私の言葉に確かに反応したのになにも言わず、私が散らかした缶を片付けている。


「なんで黙ってるんですか?」


言い訳でも聞くつもりなのに。
樹さんは表情も変えずにヒョコッと肩を竦めるだけ。


「だからなに?」


しかも、返ってきたのは、全く予想していなかった開き直ったような問いかけ。
いや、もう開き直るとかでもなく、私には言い訳も説明もする必要がないということだろう。

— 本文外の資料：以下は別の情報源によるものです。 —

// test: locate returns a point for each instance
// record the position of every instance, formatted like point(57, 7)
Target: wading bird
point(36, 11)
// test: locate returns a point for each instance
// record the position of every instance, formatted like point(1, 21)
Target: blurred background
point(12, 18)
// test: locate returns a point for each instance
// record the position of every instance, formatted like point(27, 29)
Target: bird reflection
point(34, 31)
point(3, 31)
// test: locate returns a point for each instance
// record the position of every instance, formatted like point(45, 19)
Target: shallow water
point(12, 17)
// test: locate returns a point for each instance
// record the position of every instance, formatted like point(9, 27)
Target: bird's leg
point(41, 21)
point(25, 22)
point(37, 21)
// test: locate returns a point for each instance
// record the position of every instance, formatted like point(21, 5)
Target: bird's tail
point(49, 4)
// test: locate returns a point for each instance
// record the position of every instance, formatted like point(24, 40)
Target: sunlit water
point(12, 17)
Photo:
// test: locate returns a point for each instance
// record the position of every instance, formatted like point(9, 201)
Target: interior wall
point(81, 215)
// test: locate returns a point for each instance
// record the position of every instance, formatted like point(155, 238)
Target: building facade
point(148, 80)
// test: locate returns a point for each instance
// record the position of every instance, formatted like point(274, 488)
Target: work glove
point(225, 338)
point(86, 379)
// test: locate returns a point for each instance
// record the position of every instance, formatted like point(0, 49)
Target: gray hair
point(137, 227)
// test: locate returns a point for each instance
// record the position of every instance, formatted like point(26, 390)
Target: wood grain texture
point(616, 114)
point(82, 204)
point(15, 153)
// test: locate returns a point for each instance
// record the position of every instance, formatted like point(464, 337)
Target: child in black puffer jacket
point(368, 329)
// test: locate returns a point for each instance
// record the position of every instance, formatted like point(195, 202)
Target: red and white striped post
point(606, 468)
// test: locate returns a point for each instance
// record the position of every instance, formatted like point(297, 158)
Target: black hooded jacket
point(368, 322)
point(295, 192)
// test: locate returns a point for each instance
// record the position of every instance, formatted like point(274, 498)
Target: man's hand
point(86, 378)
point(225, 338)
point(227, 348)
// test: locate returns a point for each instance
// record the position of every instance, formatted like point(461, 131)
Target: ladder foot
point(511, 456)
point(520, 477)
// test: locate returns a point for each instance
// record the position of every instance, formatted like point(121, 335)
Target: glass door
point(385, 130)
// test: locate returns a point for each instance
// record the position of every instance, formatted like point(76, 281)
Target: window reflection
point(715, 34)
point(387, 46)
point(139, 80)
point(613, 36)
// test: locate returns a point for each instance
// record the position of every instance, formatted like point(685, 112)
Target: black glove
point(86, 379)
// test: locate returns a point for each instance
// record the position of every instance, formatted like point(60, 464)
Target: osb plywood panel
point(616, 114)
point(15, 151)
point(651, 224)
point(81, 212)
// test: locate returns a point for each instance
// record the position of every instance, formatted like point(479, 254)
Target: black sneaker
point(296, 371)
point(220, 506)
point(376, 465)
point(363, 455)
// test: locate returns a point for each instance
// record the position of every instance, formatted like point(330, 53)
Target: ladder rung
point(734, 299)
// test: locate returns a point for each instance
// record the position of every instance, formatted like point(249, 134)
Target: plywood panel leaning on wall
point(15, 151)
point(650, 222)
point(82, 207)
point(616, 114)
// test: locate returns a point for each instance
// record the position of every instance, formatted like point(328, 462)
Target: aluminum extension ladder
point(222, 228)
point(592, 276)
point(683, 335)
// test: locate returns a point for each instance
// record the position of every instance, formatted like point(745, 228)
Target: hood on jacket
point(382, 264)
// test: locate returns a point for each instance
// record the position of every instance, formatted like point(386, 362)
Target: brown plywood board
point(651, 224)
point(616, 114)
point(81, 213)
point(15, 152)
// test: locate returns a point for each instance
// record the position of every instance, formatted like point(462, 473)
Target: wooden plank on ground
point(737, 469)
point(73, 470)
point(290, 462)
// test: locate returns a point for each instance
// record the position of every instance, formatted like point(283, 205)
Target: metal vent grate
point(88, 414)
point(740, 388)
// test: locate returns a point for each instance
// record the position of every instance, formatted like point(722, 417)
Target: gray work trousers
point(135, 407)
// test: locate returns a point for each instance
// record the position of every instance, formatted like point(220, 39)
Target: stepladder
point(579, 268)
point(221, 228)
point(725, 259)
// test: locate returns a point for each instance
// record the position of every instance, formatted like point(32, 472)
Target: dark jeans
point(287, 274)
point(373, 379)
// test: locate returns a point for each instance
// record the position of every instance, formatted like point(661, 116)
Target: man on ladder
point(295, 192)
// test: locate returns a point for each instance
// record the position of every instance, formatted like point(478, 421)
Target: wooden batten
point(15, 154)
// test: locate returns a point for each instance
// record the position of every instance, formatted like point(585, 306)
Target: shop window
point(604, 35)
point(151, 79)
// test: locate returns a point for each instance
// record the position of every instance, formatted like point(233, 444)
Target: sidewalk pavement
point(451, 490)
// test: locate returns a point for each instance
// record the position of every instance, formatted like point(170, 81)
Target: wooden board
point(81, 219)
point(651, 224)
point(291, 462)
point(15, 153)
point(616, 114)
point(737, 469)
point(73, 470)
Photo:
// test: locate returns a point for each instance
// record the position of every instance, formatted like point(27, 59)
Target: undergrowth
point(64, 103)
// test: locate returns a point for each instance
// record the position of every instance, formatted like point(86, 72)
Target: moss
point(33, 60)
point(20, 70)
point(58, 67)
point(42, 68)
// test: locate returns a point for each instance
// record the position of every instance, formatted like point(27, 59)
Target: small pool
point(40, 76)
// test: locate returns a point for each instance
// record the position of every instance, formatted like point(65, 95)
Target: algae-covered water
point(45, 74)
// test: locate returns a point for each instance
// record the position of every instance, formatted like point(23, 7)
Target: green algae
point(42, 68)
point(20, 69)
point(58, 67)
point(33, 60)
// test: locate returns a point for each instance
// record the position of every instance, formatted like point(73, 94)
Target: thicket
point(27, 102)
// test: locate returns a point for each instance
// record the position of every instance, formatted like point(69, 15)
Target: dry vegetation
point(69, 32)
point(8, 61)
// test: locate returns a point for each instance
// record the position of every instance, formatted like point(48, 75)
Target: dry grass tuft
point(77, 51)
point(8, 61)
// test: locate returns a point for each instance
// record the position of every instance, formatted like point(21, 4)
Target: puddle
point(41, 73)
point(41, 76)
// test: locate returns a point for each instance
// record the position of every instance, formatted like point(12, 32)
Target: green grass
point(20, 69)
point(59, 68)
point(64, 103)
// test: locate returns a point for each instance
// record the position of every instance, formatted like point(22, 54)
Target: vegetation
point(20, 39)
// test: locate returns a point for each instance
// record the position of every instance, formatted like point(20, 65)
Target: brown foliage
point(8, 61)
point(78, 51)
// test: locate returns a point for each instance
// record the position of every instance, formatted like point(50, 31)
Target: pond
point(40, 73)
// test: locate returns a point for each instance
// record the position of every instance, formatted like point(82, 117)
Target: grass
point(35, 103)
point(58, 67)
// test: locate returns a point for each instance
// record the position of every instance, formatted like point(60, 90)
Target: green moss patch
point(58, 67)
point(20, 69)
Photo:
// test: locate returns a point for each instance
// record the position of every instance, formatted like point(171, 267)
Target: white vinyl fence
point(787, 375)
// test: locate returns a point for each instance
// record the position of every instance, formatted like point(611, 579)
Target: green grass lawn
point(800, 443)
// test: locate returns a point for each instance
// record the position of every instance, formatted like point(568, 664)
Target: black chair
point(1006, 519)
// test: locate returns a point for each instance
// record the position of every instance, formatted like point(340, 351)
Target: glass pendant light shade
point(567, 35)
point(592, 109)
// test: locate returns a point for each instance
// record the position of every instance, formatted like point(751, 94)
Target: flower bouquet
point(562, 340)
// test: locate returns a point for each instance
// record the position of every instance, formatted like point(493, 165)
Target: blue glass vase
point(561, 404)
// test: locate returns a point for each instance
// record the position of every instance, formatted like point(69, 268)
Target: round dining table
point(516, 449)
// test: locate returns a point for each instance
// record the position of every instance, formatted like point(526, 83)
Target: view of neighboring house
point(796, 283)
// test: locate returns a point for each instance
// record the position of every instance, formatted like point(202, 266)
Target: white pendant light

それが不満で、私はソファに座ったまま身を乗り出し、樹さんの横顔をジーッと見つめた。


「……私って、それだけの存在でしかないんですか」


唇を尖らせて呟くと、彼は私に横目だけ向けて、鬱陶しそうに眉を寄せた。


「その様子じゃ、合コン収穫なかったんだろ。残念だったな。会費の元も取れずに寂しく家で飲み直しか」


答えて欲しいのに、涼しい横顔で茶化される。
淡々とした声で受け流される。


そんな風に意図的に感情を隠されてしまったら、私はますます樹さんがわからなくなる。


立ち上がろうとする樹さんの腕を、私は反射的に掴んでいた。
酔いに任せた勢いで、思いの外力がこもってしまったのか、樹さんが一瞬バランスを崩す。
私はソファから腰を浮かせ、ほとんど体当たりするように彼に抱きついた。